[Sample exam 3 Q13] Primary market analysis

The consensus is that the yield curve will shift up in the coming months, with the yields on longer maturities rising by more than those on shorter maturities. Will this fact simply result in a “narrowing of credit spreads as US companies issue more investment grade bond”? Note that I am NOT asking why spreads are narrowing after more issues.

sorry, sticky but i don’t remember this Q. sounds like something very testable, though – are they basically asking whether a rise and twist in the yield curve with long rates up more than short will lead to spreads narrowing?

The narrowing of the credit spreads as US companies issue more investment grade bonds is due to the Supply Increasing which raises investor confidence and liquidity (Oppostive of Supply/Demand model might suggest) which lowers the spreads.

is this the credit barbell question?

bigwilly Wrote: ------------------------------------------------------- > The narrowing of the credit spreads as US > companies issue more investment grade bonds is due > to the Supply Increasing which raises investor > confidence and liquidity (Oppostive of > Supply/Demand model might suggest) which lowers > the spreads. I know but this is NOT what I am asking.

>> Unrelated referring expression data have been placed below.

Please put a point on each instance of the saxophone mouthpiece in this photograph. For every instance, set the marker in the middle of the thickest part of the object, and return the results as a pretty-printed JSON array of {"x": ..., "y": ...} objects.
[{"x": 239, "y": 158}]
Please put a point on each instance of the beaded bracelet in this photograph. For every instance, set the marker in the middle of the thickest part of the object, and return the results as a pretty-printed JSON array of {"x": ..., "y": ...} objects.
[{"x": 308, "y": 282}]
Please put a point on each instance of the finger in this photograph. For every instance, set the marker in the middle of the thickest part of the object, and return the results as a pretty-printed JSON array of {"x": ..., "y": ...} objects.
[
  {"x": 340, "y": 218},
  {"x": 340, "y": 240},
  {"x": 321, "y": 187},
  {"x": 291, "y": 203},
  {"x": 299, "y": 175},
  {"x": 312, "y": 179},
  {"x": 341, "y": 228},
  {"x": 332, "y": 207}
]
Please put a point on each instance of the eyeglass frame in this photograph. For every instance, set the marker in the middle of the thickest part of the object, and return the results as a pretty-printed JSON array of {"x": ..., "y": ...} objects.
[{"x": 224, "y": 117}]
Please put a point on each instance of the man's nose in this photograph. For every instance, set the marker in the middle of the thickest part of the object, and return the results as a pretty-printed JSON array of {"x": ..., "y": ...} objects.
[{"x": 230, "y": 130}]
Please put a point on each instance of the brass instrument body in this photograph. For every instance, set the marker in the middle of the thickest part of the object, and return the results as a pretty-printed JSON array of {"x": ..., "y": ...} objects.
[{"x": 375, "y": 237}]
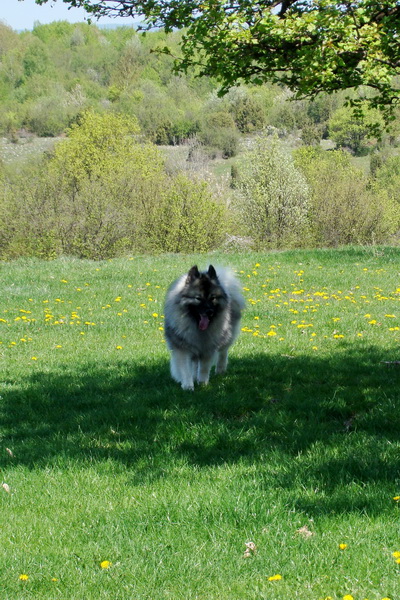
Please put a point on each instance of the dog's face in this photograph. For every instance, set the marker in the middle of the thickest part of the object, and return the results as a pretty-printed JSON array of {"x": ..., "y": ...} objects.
[{"x": 203, "y": 296}]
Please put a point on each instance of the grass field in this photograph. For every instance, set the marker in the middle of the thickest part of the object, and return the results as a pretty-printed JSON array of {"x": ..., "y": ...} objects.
[{"x": 117, "y": 484}]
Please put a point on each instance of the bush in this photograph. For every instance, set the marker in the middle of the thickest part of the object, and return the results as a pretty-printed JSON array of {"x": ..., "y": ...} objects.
[
  {"x": 103, "y": 193},
  {"x": 185, "y": 218},
  {"x": 343, "y": 209},
  {"x": 272, "y": 196}
]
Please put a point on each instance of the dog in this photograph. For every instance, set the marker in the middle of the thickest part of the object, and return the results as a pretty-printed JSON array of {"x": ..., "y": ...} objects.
[{"x": 202, "y": 320}]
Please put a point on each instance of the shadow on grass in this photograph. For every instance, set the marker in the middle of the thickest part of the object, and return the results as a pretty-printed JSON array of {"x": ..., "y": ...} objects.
[{"x": 331, "y": 422}]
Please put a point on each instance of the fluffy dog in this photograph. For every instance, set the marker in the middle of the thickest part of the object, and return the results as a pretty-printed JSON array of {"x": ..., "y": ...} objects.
[{"x": 202, "y": 320}]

MaxTheDog Wrote: ------------------------------------------------------- > sorry, sticky but i don’t remember this Q. sounds > like something very testable, though – are they > basically asking whether a rise and twist in the > yield curve with long rates up more than short > will lead to spreads narrowing? The question provides the “consensus” scenario with interest rates and the guys says “WIDENING of credit spreads as US companies issue more investment grade bond…” The sentence itself is already wrong, irrespective of the consensus scenario with interest rates. That’s why I change that a bit and posted my first question.

That answer was that it was Incorrect about the widening…so whats wrong about what i posted???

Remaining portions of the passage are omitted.